Nike suspends ties with Maria Sharapova after failed drug test
Russian tennis star Maria Sharapova, the highest-paid woman in sports, failed a drug test at the Australian Open
Nike has decided on Monday to suspend Russian tennis star Maria Sharapova, the highest-paid woman in sports, after she failed a drug test at the Australian Open due to a substance she has been taking for 10 years for health issues.
The 28-year-old Sharapova, a five-time grand slam champion, will be provisionally suspended starting March 12, the International Tennis Federation (ITF) said.
Nike said it was suspending ties while the case is being investigated.
She is the seventh athlete in a month to test positive for meldonium, which is used to treat diabetes and low magnesium, and was only banned by the World Anti-Doping Agency (WADA) as of Jan. 1.
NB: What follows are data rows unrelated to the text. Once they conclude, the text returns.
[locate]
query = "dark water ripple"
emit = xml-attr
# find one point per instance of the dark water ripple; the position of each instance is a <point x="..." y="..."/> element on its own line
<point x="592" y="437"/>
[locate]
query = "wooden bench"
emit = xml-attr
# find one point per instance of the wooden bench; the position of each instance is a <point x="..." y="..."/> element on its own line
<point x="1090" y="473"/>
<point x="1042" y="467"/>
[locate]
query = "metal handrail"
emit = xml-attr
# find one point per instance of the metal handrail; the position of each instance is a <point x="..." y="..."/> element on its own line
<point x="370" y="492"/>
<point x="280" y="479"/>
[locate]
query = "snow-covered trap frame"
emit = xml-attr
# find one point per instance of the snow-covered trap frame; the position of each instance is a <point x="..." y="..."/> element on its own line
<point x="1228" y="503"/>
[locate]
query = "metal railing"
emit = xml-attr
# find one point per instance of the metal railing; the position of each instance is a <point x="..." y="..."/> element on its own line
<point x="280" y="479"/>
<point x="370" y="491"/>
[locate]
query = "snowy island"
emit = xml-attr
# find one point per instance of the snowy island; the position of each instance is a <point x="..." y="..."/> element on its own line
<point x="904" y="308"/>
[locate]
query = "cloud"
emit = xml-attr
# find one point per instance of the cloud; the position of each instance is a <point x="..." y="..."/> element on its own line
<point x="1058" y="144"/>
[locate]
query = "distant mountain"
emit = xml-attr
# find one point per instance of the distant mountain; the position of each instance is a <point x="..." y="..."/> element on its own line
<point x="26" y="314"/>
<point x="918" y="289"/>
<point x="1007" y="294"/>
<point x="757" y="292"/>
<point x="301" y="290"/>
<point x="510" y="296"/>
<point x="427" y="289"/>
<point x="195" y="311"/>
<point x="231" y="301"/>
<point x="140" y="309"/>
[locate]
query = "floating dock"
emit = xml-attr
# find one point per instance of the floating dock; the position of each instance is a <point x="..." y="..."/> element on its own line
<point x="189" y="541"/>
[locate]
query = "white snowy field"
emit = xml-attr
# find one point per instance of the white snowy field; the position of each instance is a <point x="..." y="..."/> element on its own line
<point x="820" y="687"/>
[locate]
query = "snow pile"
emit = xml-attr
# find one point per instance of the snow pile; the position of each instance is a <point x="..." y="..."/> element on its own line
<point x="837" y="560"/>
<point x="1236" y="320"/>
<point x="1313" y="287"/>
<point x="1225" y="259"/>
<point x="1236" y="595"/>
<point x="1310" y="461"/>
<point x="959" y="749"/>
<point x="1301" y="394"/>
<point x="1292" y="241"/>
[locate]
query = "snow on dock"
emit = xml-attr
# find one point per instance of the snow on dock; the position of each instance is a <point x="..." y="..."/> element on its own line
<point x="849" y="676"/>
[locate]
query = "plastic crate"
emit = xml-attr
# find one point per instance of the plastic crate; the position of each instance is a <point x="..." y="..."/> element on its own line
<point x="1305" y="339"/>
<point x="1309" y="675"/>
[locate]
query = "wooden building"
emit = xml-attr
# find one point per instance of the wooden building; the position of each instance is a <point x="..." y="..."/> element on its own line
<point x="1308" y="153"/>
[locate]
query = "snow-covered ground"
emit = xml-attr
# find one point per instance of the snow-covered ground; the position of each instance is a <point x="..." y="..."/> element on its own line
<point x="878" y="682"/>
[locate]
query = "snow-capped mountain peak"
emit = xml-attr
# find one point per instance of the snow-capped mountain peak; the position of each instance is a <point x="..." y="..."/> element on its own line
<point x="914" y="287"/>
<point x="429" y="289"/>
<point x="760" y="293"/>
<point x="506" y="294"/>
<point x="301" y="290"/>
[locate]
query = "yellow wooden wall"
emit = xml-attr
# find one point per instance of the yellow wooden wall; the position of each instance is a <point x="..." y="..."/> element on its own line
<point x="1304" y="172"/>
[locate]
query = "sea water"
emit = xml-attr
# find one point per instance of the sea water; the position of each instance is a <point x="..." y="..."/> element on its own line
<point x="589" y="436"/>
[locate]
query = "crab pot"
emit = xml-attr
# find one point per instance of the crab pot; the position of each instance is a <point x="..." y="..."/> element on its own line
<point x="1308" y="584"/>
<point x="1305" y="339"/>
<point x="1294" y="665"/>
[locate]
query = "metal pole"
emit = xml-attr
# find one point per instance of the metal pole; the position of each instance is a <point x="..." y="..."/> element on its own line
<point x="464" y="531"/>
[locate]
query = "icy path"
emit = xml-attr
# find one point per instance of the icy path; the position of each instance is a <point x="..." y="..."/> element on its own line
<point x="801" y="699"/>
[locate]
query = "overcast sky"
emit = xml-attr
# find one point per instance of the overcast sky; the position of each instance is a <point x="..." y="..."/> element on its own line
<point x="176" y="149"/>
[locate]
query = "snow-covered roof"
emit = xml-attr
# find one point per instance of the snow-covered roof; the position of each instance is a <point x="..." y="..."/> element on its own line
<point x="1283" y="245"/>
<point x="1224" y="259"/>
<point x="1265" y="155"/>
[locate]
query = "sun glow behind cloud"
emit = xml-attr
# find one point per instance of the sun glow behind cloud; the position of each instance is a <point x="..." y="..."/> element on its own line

“I made a huge mistake. I let my fans down and I let the sport down,” said Sharapova, a teenage tennis prodigy who became the third-youngest Wimbledon champion. “I take full responsibility for it.”
“I know that with this I face consequences and I don’t want to end my career this way. I really hope that I will be given another chance to play this game,” former world number one Sharapova told a news conference in a downtown Los Angeles hotel.
In its statement to put ties on hold that came just hours after the tennis star’s announcement, Nike, the world’s largest sportswear maker, said, “We are saddened and surprised by the news about Maria Sharapova.”
The ITF’s anti-doping program calls for a four-year suspension for a positive test, but that ban can be reduced in various circumstances, such as for first-time offences or if the player shows no significant fault or negligence.
If a player bears no fault or negligence, there is no suspension.